I have a strange job with few routines, although I usually find myself at our headoffice in downtown Toronto one or more days a week. When I go downtown, I seldom drive because parking alone is much more expensive than public transportation. Instead I take a combination of the the GO commuter train and the subway. Timed right, I can get from my house to my desk in under 45 minutes. The same on the way home.
These are usually uneventful trips, boringly routine, where I can relax and read a book.
However, there was one Monday last summer when I arrived at Union Station to discover the 5 pm GO had been canceled due to mechanical problems. The 5:30 Express to Oshawa had been changed to a local run to accommodate. That meant an extra half hour to wait and two train loads of rush hour commuters crammed into one train.
Great.
The hoards and I lined up and squeezed ourselves into the train, whose sides (I'm sad to say) did not bulge out like in cartoons. Normally I'm guaranteed a seat and can relax and read my book, but no such luck on Monday. Naturally, it was one of the hottest days of the year and the air conditioning was out in the car I chose and before the doors closed people were already fanning themselves. Because the air conditioning is supposed to work, GO train windows don't open.
Suddenly my bad luck turned for the better when the woman I was standing beside suddenly turned green and leaped from her seat and pushed her way through the crowd just as the train doors began to close. She was last seen throwing up in the garbage bin on the train platform as we pulled slowly out of the station.
I looked at the empty seat. I looked at the people around me. I found no one more deserving of that seat than I was and sat down.
There were three other people in our little area, all a little shaken by the heat and the dramatic exit of the ill woman. They included a very serious black businesswoman with thick rimmed glasses, a young pretty blond and a heavy set woman with short cropped white hair.
To break the tension, I said something funny about the heat and the unfortunate woman who had just vacated the train. The women smiled ruefully.
That only encouraged me. So I said something even funnier about the GO service. and now they laughed. In the seats across the isle I could see the people pretending not to listen and was encouraged even further to say something even funnier. And the woman across the isle who had been sipping a coke snorted and blew cola out her nose in a refreshing spray. Now everyone seated and standing was laughing.

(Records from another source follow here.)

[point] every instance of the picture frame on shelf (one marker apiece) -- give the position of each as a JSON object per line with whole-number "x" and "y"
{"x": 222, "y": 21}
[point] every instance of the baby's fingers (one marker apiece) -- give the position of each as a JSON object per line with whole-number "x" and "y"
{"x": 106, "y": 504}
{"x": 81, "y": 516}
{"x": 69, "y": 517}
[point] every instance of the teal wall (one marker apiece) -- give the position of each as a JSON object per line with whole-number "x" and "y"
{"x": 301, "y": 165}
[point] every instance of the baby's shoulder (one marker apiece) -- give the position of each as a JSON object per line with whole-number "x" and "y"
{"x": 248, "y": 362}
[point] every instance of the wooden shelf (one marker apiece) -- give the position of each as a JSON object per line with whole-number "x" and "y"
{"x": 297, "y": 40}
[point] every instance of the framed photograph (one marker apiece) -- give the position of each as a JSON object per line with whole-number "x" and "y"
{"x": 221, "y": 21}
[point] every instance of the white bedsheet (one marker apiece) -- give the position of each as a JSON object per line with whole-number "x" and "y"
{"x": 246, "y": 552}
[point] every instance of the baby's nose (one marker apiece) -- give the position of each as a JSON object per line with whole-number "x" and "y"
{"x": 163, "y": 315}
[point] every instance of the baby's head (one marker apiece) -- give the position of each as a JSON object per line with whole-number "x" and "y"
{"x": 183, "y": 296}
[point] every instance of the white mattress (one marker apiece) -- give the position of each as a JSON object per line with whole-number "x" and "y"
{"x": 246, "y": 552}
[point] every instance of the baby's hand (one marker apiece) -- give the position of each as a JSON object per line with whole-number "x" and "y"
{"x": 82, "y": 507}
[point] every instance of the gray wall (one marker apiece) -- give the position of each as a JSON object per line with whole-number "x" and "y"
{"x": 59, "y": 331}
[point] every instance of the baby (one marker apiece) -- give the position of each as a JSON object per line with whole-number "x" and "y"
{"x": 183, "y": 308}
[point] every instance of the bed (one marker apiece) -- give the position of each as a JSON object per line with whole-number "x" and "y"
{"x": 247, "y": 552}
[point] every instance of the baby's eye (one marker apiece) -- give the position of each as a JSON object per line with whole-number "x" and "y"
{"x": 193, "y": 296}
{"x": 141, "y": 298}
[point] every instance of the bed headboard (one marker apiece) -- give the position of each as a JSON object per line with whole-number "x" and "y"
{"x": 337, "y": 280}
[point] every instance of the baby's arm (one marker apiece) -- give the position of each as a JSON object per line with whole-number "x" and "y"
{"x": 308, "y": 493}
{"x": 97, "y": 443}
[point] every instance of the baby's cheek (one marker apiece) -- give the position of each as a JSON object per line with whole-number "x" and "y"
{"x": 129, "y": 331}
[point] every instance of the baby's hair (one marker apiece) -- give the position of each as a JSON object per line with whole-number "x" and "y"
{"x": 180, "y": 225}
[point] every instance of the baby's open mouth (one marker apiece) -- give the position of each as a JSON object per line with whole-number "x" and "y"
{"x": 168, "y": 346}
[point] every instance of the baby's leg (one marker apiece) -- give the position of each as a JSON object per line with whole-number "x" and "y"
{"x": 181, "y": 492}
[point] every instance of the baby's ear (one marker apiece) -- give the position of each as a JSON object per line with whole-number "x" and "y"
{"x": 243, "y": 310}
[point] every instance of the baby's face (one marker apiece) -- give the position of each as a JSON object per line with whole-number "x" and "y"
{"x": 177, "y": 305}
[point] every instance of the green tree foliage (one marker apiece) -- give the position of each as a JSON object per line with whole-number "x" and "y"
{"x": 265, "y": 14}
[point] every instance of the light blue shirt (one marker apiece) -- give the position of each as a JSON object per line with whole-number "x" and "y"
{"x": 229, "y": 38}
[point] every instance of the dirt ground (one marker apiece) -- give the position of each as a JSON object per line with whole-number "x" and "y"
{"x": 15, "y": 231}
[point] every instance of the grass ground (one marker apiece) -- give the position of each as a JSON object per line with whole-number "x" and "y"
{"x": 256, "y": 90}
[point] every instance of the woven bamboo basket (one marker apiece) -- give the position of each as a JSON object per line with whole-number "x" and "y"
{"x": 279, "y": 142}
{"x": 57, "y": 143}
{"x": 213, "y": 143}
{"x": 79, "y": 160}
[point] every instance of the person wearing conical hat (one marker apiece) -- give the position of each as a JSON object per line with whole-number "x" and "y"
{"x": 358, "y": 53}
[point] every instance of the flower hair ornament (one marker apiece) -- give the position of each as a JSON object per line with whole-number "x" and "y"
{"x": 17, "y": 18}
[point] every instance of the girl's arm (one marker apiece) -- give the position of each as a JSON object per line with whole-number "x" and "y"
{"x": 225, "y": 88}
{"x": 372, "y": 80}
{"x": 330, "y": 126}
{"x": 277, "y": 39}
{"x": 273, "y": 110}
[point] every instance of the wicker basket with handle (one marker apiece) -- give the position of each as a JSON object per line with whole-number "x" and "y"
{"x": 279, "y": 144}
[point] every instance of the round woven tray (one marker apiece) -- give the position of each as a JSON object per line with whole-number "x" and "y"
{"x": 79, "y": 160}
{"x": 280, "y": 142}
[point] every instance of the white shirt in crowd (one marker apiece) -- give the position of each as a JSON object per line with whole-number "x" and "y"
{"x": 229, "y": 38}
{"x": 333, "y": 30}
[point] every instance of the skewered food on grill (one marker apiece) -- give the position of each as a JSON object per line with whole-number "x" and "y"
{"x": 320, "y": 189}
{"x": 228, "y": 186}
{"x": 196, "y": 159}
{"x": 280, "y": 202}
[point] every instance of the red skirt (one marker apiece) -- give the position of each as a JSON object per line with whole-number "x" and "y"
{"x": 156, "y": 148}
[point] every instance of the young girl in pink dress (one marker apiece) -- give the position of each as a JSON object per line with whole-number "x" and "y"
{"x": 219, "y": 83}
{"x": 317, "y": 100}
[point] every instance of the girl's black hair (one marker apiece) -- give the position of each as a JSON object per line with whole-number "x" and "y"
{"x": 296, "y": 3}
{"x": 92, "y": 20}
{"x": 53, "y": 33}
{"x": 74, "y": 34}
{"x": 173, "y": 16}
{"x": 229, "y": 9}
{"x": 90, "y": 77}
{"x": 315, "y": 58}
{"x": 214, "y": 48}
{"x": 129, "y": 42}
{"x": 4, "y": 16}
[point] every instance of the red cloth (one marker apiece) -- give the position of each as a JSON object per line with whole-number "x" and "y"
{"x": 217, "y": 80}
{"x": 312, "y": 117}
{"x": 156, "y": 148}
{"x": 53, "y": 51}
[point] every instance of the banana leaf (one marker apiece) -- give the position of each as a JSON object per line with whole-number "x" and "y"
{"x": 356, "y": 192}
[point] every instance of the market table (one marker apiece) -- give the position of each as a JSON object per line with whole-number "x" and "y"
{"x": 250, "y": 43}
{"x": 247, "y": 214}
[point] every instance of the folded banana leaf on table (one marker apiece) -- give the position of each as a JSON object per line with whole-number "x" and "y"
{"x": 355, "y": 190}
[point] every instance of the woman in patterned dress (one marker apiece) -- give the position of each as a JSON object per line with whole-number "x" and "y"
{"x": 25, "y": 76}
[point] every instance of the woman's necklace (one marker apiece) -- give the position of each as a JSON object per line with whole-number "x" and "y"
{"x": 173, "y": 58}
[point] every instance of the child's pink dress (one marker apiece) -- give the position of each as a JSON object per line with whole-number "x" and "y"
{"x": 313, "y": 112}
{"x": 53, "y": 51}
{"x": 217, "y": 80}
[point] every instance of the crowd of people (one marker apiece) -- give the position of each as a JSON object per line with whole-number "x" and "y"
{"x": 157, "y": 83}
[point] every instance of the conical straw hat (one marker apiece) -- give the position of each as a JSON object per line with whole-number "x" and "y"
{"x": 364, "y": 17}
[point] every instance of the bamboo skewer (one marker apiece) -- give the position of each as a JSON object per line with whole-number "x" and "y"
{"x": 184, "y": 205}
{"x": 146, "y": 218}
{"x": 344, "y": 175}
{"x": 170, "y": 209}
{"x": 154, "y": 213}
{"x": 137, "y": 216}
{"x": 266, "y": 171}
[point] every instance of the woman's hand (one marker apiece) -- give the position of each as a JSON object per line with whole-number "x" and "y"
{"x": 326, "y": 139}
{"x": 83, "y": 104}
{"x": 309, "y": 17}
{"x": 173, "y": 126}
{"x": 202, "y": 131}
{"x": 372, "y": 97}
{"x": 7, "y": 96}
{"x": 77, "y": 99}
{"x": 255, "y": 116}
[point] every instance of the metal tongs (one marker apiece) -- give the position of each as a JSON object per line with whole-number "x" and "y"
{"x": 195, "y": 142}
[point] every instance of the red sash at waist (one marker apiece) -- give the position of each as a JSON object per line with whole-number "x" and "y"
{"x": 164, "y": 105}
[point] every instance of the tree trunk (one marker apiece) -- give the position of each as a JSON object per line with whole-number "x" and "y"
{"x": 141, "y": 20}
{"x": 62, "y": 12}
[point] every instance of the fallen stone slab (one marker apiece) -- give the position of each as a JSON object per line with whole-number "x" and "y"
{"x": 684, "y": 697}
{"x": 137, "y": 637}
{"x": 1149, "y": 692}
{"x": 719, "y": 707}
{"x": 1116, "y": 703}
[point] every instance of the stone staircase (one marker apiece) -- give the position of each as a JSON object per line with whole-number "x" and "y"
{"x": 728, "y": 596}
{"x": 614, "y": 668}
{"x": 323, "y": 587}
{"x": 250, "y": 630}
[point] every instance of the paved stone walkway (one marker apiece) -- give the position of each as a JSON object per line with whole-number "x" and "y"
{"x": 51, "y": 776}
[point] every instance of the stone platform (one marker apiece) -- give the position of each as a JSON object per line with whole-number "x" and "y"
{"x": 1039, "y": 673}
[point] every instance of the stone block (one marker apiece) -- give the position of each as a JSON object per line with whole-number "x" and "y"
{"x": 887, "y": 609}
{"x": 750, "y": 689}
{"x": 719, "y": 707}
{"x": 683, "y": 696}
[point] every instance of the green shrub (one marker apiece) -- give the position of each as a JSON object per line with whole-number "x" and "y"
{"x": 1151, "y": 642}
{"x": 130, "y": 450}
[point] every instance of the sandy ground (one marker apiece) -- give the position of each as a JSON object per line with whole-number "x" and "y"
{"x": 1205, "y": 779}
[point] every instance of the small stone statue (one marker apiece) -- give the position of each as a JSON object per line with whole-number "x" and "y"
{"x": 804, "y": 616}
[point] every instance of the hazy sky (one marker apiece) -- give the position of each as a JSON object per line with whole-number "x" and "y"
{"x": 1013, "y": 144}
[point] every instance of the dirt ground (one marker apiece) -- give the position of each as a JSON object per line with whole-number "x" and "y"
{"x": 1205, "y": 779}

But realizing my powers had dangerous side effects, I decided to say no more. And no one else picked up the thread of conversation.
The hot train chugged on deeper into suburbia.
The serious black woman opened her briefcase and began working on a document. The pretty blond took out her cell phone and began calling friends to tell them about her nightmare train ride. The heavy set woman next to me either closed her eyes in meditation or had died.
I was fascinated by her. In favour of death, she didn't seem to be breathing. In favour of meditation she was still sitting upright.
Everyone was sweating and fanning themselves but as we reached station after station the crowds began to thin and I eventually reached Guildwood alive.
After dragging my weary body out of the broiler into the cooler air on the platform, I looked up at the train windows as it pulled slowly out of the station with its burden of sweating commuters and caught the white haired woman looking out at me. She, too, was alive! Suddenly she smiled and waved.
I waved back. We had become friends through adversity, too late. And it was never to be.
And that's how I got home from work that Monday.